In the meantime, I’d swallowed a handful of industrial strength pain killers, along with a muscle relaxant, which, by some dint of fate (well… it had happened once before, 8 years or so, ago…), I just happened to have in my small, but magically bottomless handbag, (an accessory successfully) designed to contain the means to survive just about anything that life could possibly throw at me… And that could include a bout of Lumbago, (the like of which I was currently experiencing), where the muscles at the base of my spine will spasm, something which happens every so often, but not usually of such magnitude as on this occasion.
I talked to myself throughout, telling me to stay calm, breath deep and be OK with it…
My fella, having completed his sherpa duties, helped me get my shoes and coat on. We closed the tiny cottage door behind us and stepped out into the alley. I then winced and gasped my way slowly down the flights of stone steps; walked along the street supported by my man, and yelped my way into the passenger seat of the car.
Once seated I was OK, having to shift around from time to time in order to stay comfortable. By the time we’d made it to our stopping point – Powis Castle, the drugs had kicked in, the spasms had stopped and the pain was subsiding.
My man gently pulled me out of the car. I couldn’t stand still and lowering myself into a café chair a few minutes later was painful, but I found that I could walk for short periods and take in the gardens of the castle in all their sparse, wintery glory.
Powys Castle
After our break, we headed home and sprung the cats from jail, AKA the cattery. Despite my misgivings – they were all absolutely fine.
I didn’t take any more drugs until the following morning, when I woke up with a screaming pain in my lower back and muscle spasms when I tried to move. Since then, I’ve taken it easy and alternated resting with gentle movement – all with the plan of getting properly and gently back into the swing of my usual routine as soon as possible.
So I’m looking back on this experience now, wondering what I can learn from it, whilst both my cats, clearly having forgotten THEIR ordeal, lie next to me, both purring away…
Well… for a start, I’m reminded to listen to my intuition and body…, but I’ll muse on this some more, as I believe that what happened goes deeper somehow, on a mind / body level… In the mean time I’ve decided to choose my response to what happened. Fundamentally, that’s to laugh at what occurred, as I negotiate and deal with it.
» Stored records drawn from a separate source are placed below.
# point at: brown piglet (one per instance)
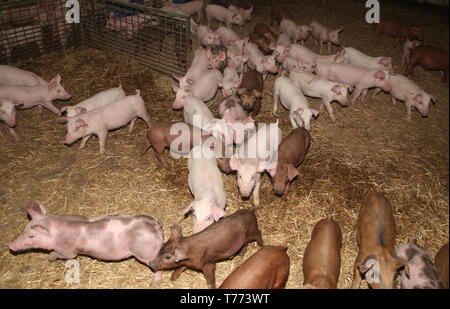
(261, 42)
(441, 263)
(375, 234)
(262, 30)
(430, 57)
(184, 135)
(201, 251)
(266, 269)
(277, 13)
(322, 258)
(393, 28)
(251, 91)
(291, 153)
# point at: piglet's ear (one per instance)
(179, 254)
(40, 229)
(18, 103)
(80, 110)
(401, 263)
(217, 212)
(272, 172)
(315, 112)
(36, 210)
(189, 208)
(367, 263)
(379, 75)
(80, 123)
(292, 172)
(175, 88)
(234, 163)
(175, 231)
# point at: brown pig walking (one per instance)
(430, 57)
(441, 263)
(322, 258)
(109, 238)
(201, 251)
(376, 233)
(266, 269)
(251, 90)
(399, 31)
(186, 137)
(291, 153)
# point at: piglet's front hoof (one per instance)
(157, 279)
(53, 256)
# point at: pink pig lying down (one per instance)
(361, 78)
(294, 31)
(109, 238)
(40, 95)
(198, 67)
(253, 157)
(224, 15)
(99, 100)
(8, 115)
(257, 61)
(404, 89)
(316, 87)
(204, 88)
(99, 121)
(292, 98)
(205, 36)
(206, 185)
(305, 55)
(422, 274)
(12, 76)
(321, 35)
(355, 57)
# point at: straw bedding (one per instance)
(370, 147)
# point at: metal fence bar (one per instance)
(160, 40)
(33, 27)
(157, 39)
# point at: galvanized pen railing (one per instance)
(160, 40)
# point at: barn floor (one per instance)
(370, 147)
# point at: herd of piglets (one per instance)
(239, 66)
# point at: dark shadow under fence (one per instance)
(157, 39)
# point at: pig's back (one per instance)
(441, 262)
(322, 255)
(227, 236)
(317, 29)
(10, 75)
(102, 98)
(376, 222)
(266, 269)
(252, 80)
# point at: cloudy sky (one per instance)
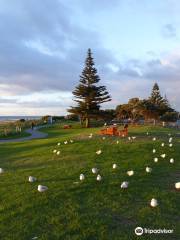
(43, 45)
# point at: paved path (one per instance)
(35, 134)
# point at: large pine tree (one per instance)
(88, 94)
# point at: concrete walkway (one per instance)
(35, 134)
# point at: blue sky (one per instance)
(43, 46)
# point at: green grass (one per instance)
(90, 209)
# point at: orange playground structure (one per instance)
(113, 131)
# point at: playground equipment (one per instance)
(113, 131)
(67, 126)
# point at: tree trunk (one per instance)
(87, 122)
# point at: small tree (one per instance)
(88, 95)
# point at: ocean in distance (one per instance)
(16, 118)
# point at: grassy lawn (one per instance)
(74, 210)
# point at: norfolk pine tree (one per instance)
(88, 94)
As it happens, I’m 60 years old in six months’ time and so a nagging voice at the back of my head has told me to throw my hands up and accept that my body is on the trajectory of decline. However, I prefer to laugh at that notion… Aging is inevitable of course and my body will change over time, but you know what..? Being bloody minded, and despite or because of what’s happened, I’ve decided that it’s time to get FITTER – not older… And yes, maybe that’s a ‘new year, new me / start a diet and join a gym for 2 weeks’ sort of an impulse, (until I forget my resolutions and decide to decline into my dotage instead); or maybe it’s a wake-up call that being sixty is not a stop sign, but a flag to live my life to the full.
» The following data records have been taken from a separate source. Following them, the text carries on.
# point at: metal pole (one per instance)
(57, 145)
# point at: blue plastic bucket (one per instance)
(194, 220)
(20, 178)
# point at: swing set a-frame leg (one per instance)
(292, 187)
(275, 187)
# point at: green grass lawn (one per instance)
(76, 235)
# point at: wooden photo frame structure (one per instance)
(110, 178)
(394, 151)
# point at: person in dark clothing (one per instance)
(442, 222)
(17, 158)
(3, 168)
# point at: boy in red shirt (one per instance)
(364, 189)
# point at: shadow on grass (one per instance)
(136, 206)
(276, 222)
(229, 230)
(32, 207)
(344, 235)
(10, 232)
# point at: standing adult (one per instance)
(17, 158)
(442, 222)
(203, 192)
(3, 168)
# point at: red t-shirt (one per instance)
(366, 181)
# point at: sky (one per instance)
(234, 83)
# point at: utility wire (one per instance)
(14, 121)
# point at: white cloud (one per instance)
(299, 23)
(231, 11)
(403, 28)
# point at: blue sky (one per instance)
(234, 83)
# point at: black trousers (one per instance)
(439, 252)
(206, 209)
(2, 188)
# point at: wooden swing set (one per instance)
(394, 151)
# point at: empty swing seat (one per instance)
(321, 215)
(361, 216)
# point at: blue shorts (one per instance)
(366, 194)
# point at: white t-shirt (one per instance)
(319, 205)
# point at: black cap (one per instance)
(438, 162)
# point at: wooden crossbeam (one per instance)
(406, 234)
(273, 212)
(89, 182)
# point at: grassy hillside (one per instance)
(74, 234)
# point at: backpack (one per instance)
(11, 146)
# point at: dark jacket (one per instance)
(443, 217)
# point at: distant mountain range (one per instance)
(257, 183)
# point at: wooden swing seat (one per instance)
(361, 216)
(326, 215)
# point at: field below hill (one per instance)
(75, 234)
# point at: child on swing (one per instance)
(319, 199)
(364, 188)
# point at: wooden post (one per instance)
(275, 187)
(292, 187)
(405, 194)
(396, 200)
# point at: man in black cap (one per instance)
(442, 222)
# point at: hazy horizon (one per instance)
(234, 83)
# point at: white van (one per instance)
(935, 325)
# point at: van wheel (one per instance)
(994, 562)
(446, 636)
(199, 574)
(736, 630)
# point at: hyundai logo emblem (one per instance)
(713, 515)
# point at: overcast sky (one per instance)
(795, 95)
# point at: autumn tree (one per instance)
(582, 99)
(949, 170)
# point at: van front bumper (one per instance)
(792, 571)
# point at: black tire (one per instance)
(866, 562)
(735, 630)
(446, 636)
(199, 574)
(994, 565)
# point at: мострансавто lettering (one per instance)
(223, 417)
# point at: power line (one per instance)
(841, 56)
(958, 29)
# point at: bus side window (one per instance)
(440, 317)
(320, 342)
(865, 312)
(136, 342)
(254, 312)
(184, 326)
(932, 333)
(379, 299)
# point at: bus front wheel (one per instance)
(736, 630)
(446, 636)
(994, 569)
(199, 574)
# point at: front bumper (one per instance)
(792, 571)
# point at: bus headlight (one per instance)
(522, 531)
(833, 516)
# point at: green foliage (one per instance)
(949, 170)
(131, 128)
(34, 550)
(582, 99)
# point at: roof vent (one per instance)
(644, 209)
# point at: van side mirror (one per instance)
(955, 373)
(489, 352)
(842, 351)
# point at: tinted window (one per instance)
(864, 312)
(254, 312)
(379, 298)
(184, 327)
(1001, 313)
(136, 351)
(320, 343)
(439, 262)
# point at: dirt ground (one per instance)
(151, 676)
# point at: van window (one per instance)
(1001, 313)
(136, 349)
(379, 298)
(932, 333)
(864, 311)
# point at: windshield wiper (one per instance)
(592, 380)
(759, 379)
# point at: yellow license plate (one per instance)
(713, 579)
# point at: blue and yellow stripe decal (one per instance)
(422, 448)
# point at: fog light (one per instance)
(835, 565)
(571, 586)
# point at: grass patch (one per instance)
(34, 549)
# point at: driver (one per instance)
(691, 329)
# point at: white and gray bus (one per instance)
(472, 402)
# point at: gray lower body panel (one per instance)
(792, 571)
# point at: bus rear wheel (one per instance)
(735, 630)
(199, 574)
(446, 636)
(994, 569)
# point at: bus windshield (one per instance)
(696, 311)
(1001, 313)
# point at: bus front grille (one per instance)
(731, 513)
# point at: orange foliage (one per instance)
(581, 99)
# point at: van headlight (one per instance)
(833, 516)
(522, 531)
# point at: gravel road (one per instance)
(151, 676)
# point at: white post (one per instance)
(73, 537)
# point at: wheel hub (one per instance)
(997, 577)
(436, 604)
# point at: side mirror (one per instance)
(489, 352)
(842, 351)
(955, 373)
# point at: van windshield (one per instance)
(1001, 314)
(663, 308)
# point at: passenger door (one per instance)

Bound up with this, I’m blessed with a body that lets me do so much. I’m incredibly grateful for that. I don’t want to squander what DNA and nurture has given me.
Right then, that’s it… the gauntlet has now been thrown down.
And actually, it’s NOT weird being my age at all. I don’t feel old (most of the time…), so I’m not! So… bring it on Sixty – this sister is gonna be meeting you – well and truly – head on!!!